How Do You Spell Chutzpah?
Tribune headline story yesterday: "Parents file wrongful death suit." Twenty-one year-old Cal Poly student wandered out on Highway 101 at 1 a.m. near the Santa Rosa St. intersection and gets hit by a car and killed. It's later found that the kid's system was loaded with marijuana, alcohol and cocaine. So his parents sue the city and the highway and (more sensibly) the Doctor who "prescribed" the marijuana.
Kid gets stoned, gets killed, parents sue the road.

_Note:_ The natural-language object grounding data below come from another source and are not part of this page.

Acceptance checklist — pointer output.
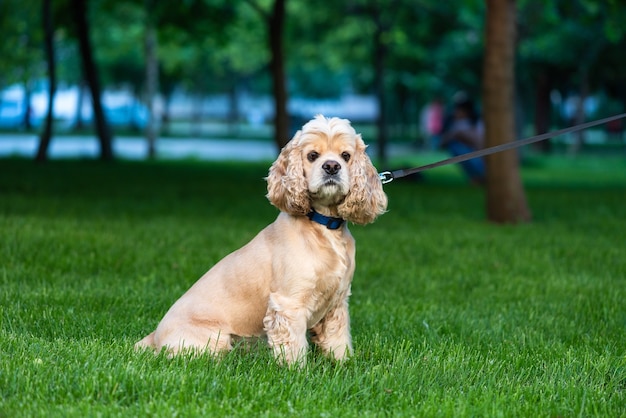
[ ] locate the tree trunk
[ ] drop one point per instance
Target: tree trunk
(79, 124)
(380, 52)
(543, 109)
(579, 114)
(152, 81)
(28, 109)
(276, 23)
(506, 200)
(46, 134)
(91, 76)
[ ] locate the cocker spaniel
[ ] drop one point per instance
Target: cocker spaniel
(295, 275)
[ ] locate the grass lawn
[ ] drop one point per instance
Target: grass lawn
(451, 316)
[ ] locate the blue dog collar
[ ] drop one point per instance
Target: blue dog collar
(328, 221)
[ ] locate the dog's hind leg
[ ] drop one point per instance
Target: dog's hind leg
(195, 340)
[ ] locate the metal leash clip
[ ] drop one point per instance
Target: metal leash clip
(385, 177)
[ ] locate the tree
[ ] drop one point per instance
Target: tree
(506, 200)
(91, 75)
(275, 24)
(46, 134)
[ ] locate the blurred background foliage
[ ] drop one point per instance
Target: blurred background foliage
(407, 51)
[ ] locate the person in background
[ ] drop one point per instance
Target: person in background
(463, 133)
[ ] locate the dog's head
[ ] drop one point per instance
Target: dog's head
(325, 164)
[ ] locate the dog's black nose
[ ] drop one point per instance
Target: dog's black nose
(331, 167)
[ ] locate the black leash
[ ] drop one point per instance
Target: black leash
(389, 176)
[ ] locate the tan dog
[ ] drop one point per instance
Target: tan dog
(295, 275)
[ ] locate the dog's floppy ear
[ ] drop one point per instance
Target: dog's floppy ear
(286, 185)
(366, 198)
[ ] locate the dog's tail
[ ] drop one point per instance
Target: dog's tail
(147, 342)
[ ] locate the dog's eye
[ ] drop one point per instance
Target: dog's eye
(312, 156)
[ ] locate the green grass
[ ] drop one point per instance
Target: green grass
(451, 316)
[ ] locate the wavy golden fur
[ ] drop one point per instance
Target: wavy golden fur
(295, 275)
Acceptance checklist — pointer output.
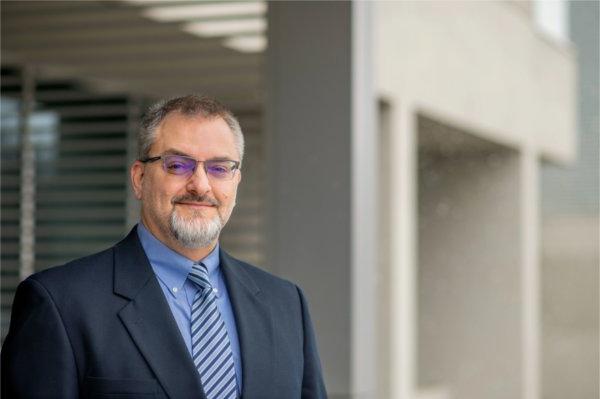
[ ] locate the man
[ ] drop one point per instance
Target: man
(166, 312)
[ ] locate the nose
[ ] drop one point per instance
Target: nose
(198, 182)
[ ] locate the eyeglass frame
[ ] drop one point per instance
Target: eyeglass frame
(236, 165)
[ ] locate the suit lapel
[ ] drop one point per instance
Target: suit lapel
(150, 322)
(254, 325)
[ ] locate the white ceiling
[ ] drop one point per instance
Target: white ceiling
(114, 48)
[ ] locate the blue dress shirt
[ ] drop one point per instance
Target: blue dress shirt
(172, 269)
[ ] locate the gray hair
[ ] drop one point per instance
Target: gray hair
(190, 105)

Here's who should sue somebody or other, including the parents of the kid who wandered out in the highway: The poor man who hit the stoned kid appearing suddenly in the middle of the night in the middle of the highway where no kid should be at any time, night or day. If anybody was permanently injured, it's that guy. For the rest of his life. If somebody's looking for a victim, that's the guy.
Speaking of Chutzpah
"Hey, Pre-Paid Los Osos Sewer Assessment Folks? How's THIS taste?" asks Ron Crawford over at http://www.sewerwatch.blogspot.com/. Insult to grave injury to poor Lososians. A disaster that didn't have to happen, for which they will pay repeatedly and excessively, while the architects of this disaster either walked away scott free, or are once again in charge and are, uh, charging everything twice, while the watchdogs snooze at their post. Amazing, all those little dots, while those who should be making this right, blandly turn away. Talk to the hand. It's Chinatown.